- Born: 1974 (age 51–52) Seoul, South Korea
- Spouse: Han Yeong-gwang [ko] (2000–2002)
- Issue: A daughter
- House: House of Yi
- Father: Yi Seok
- Mother: Donkgo Jeonghui

= Yi Hong =

South Korean model and entertainer (b. 1974)

Yi Hong (이홍), is a South Korean retired model and entertainer. She is descendant of Joseon royalty; she is the eldest daughter of Yi Seok by his second wife, Donkgo Jeonghui, and a great-granddaughter of Emperor Gojong of Korea.

==Biography==
Yi Hong was born in Chigung palace in the neighborhood of Gujeong-dong located next to Gyeongbokgung palace, Seoul, the main palace of the Joseon dynasty. Her father, Yi Seok is the eleventh son of Prince Imperial Ui, the 5th son of Emperor Gojong of Korea. He was a well known singer in the 1960s while in his twenties, having several hit songs including "Bidulgi jip (Dove's house). Yi Seok is currently lecturing at Jeonju University and several universities. Her parents divorced when she was at the age of three in Korean age, so Yi was raised by her maternal grandmother. Since 1979, she had lived in the United States for 10 years. Yi did not know that she was a descendant of the Korean imperial family until she was at the first year of her middle school. She first met her father at her senior year of her high school 6 months before she took the university entrance exam. In an interview with a weekly magazine, she confessed that she felt glad to meet her father, and at the same time, she was in confusion.

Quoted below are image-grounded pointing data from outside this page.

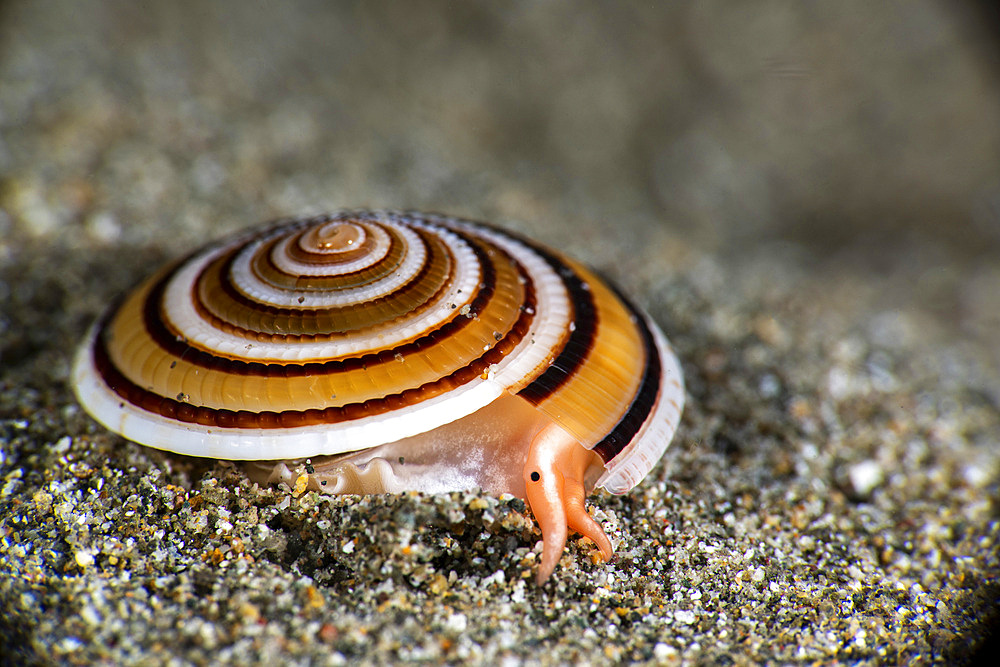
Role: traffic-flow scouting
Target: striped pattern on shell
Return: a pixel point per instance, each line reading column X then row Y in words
column 342, row 332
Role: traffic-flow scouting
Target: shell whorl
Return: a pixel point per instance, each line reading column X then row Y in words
column 346, row 331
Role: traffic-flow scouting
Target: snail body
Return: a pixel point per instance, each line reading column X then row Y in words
column 396, row 351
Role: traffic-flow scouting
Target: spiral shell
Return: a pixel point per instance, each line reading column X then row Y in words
column 343, row 332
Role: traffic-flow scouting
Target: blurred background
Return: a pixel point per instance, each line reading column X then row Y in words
column 725, row 123
column 805, row 195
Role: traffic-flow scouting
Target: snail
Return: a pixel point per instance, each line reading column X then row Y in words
column 394, row 351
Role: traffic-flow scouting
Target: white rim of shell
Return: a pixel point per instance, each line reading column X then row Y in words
column 552, row 317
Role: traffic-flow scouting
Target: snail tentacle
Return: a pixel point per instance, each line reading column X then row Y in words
column 555, row 474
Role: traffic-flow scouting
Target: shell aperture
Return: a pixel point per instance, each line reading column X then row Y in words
column 337, row 335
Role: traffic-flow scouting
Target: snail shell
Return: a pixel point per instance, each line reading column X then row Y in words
column 414, row 351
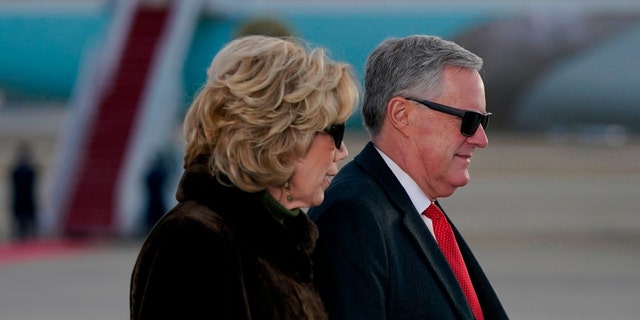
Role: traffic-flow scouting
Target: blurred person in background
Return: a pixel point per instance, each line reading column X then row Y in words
column 155, row 180
column 381, row 228
column 263, row 138
column 23, row 205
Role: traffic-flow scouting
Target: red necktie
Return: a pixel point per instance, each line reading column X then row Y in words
column 449, row 247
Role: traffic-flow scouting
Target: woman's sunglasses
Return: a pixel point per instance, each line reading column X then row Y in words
column 336, row 131
column 471, row 120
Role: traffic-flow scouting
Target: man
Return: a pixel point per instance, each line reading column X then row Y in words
column 378, row 255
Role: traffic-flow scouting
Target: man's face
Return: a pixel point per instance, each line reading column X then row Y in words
column 442, row 154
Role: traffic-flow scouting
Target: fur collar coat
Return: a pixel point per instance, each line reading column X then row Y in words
column 221, row 254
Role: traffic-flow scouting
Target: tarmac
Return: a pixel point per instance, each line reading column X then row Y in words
column 554, row 220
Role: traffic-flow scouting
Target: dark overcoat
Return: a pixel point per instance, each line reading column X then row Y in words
column 220, row 254
column 376, row 258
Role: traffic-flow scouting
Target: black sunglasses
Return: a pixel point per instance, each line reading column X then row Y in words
column 336, row 131
column 470, row 119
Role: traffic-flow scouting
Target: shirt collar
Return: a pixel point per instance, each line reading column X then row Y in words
column 418, row 198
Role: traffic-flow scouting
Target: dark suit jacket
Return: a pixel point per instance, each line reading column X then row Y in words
column 376, row 259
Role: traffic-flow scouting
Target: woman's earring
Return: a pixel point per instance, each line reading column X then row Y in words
column 286, row 187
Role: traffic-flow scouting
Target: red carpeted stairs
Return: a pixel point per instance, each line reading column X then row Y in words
column 92, row 203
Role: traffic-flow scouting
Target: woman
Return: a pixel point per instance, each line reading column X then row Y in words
column 263, row 137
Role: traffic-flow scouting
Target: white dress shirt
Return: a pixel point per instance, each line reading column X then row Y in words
column 420, row 201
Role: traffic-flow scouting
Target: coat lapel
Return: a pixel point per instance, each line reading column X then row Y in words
column 372, row 163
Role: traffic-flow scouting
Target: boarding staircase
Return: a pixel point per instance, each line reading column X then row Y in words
column 92, row 201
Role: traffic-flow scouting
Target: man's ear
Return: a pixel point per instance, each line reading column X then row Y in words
column 398, row 113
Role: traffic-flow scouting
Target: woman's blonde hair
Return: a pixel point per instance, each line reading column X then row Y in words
column 264, row 101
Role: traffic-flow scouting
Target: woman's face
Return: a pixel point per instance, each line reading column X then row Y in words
column 312, row 173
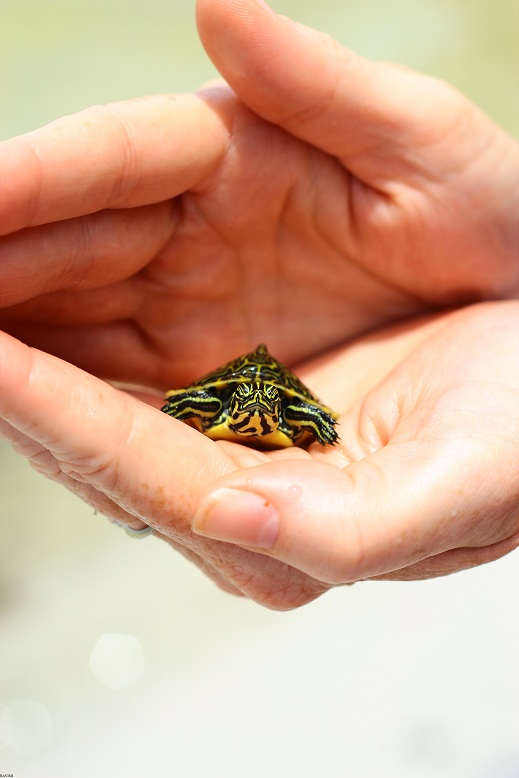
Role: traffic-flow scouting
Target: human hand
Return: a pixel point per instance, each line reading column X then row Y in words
column 424, row 481
column 152, row 240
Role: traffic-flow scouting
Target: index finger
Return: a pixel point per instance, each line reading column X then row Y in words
column 119, row 155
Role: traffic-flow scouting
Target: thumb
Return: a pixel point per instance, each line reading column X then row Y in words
column 338, row 525
column 363, row 112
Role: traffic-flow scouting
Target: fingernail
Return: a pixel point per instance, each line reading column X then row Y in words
column 238, row 517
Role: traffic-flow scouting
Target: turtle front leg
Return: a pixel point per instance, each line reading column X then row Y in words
column 311, row 419
column 197, row 405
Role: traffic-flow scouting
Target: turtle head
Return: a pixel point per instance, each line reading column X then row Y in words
column 254, row 409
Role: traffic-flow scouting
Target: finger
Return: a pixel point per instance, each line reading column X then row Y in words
column 390, row 511
column 150, row 466
column 121, row 155
column 82, row 253
column 363, row 112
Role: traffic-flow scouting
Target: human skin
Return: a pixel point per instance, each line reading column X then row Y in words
column 324, row 198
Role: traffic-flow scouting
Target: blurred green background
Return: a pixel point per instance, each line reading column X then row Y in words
column 117, row 657
column 57, row 57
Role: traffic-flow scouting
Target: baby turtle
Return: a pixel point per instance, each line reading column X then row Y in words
column 254, row 400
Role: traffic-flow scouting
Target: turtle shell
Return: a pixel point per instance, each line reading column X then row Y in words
column 259, row 365
column 255, row 400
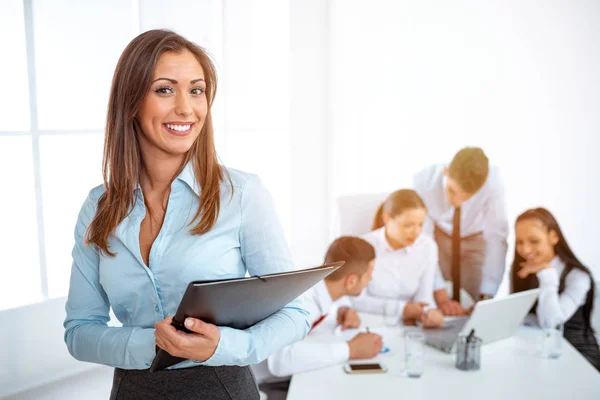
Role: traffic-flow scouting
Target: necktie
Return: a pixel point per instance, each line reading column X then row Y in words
column 456, row 255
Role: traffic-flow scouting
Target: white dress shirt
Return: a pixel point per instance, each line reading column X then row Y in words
column 484, row 212
column 306, row 355
column 552, row 308
column 400, row 276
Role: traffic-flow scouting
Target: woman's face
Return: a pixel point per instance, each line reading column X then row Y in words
column 174, row 110
column 406, row 227
column 534, row 242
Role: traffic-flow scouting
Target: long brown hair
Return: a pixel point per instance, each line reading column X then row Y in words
column 122, row 161
column 395, row 204
column 562, row 250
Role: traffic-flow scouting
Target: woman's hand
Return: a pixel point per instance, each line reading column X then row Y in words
column 348, row 318
column 528, row 268
column 432, row 318
column 452, row 308
column 199, row 346
column 413, row 310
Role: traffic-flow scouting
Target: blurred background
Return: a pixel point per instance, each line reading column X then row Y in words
column 321, row 98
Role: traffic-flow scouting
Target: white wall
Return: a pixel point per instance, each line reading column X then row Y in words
column 412, row 82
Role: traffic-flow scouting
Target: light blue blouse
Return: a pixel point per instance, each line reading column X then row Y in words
column 247, row 237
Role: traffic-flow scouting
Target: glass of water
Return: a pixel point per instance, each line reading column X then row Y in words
column 551, row 341
column 390, row 314
column 414, row 353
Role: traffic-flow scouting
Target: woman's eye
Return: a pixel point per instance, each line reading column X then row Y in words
column 164, row 90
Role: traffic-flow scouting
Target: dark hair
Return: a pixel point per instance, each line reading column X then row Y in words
column 563, row 251
column 354, row 251
column 122, row 161
column 395, row 204
column 469, row 168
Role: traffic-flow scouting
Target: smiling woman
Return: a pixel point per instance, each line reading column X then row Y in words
column 168, row 214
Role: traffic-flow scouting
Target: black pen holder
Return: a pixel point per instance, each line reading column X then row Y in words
column 468, row 353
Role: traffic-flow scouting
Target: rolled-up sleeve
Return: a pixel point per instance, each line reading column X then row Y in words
column 495, row 232
column 87, row 335
column 264, row 250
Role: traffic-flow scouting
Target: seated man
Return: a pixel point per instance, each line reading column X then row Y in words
column 305, row 355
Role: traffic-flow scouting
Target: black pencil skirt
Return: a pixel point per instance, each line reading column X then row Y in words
column 210, row 383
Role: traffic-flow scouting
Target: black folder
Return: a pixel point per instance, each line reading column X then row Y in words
column 240, row 303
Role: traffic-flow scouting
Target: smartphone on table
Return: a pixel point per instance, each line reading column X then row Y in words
column 370, row 368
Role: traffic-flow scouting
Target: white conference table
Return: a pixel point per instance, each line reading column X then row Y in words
column 511, row 369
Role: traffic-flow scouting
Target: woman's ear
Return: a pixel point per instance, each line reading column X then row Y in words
column 386, row 218
column 350, row 282
column 553, row 237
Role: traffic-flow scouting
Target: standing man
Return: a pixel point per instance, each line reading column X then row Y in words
column 467, row 218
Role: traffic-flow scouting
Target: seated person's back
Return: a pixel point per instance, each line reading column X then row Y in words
column 306, row 355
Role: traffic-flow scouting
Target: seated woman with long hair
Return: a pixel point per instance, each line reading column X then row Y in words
column 405, row 265
column 544, row 259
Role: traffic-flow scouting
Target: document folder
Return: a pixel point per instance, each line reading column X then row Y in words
column 240, row 303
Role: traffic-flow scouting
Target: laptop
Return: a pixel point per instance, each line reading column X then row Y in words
column 492, row 320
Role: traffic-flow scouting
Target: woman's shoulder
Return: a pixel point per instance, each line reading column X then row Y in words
column 577, row 277
column 96, row 193
column 236, row 178
column 427, row 243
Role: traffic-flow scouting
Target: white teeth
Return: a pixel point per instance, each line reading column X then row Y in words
column 179, row 128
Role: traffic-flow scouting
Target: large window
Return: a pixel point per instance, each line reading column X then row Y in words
column 56, row 85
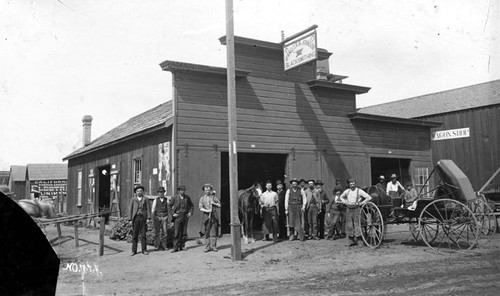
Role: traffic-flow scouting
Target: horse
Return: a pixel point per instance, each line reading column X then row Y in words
column 38, row 208
column 248, row 207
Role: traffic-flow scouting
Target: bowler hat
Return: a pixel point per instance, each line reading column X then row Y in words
column 138, row 187
column 205, row 185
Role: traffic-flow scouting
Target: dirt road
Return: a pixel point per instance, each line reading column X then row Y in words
column 398, row 267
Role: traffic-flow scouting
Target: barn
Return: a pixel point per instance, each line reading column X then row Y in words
column 298, row 123
column 469, row 135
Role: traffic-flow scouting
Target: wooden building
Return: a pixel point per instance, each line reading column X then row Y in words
column 290, row 124
column 470, row 134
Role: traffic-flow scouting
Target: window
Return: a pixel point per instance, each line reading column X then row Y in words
column 79, row 189
column 137, row 170
column 422, row 187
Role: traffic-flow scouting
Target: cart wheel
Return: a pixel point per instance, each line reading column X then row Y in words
column 448, row 226
column 485, row 217
column 372, row 225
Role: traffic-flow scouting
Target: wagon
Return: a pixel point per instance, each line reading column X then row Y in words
column 448, row 217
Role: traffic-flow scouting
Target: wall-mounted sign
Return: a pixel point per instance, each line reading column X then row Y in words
column 451, row 134
column 300, row 51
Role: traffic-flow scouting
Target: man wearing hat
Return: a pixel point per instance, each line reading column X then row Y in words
column 160, row 210
column 281, row 209
column 182, row 209
column 323, row 197
column 295, row 205
column 139, row 214
column 208, row 205
column 353, row 198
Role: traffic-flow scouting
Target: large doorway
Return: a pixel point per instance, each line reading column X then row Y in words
column 252, row 167
column 389, row 166
column 104, row 189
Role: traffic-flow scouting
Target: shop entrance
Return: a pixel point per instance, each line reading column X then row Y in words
column 389, row 166
column 252, row 167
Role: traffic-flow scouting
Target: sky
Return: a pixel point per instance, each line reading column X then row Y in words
column 63, row 59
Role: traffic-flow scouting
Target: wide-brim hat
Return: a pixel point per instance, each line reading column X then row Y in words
column 138, row 187
column 203, row 187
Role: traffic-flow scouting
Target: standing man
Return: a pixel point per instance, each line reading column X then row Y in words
column 208, row 206
column 182, row 209
column 295, row 205
column 269, row 203
column 160, row 210
column 281, row 210
column 353, row 198
column 323, row 197
column 139, row 214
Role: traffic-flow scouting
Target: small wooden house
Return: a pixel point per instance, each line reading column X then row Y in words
column 290, row 124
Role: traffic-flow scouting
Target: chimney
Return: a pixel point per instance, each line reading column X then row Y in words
column 87, row 126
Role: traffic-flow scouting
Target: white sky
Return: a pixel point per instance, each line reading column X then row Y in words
column 62, row 59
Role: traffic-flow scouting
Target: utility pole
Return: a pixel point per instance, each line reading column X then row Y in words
column 232, row 134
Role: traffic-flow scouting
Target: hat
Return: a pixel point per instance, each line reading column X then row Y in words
column 203, row 187
column 139, row 187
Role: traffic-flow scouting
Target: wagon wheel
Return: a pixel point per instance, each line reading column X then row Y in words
column 485, row 217
column 447, row 226
column 372, row 225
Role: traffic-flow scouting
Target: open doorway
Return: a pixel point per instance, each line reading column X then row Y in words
column 389, row 166
column 104, row 189
column 252, row 167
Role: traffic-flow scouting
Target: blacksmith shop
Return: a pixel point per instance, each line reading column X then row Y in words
column 295, row 119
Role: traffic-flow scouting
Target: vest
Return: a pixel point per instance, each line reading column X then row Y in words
column 161, row 208
column 295, row 198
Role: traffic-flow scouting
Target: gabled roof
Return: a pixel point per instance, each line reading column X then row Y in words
column 18, row 173
column 469, row 97
column 157, row 117
column 47, row 171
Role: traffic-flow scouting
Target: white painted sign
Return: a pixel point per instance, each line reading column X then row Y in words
column 300, row 51
column 451, row 134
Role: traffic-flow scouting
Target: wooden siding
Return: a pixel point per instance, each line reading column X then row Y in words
column 122, row 156
column 478, row 155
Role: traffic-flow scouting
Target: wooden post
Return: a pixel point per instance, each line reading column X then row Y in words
column 76, row 233
column 232, row 134
column 102, row 225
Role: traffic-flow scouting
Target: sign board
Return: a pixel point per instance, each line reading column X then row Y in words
column 451, row 134
column 300, row 51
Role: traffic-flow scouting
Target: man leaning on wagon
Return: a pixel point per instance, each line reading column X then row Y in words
column 139, row 215
column 353, row 198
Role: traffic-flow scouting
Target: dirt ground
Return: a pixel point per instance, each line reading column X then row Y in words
column 400, row 266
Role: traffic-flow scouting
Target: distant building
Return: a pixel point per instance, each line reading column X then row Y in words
column 470, row 134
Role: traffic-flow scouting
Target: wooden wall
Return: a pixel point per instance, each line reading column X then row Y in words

After graduation from the Industrial design department at Hansung University, she worked as an interior designer for a short period. Yi then studied business in Japan. Although she appeared in several films as a small roles, Yi officially started her career as an entertainer by starring in a KTF commercial. She also appeared in a Samsung Anicall commercial, and singer Jo Gwan-u's music video. In an interview with Hankook Ilbo in 2007, Yi Hong wished to restore the dignity of the empire.

In 2000, she married Han Yeong-gwang (한영광), an actor. They have one child, a daughter born in 2001. As of 2022, Yi Hong is retired from the entertainment industry, but works to promote traditional Korean culture.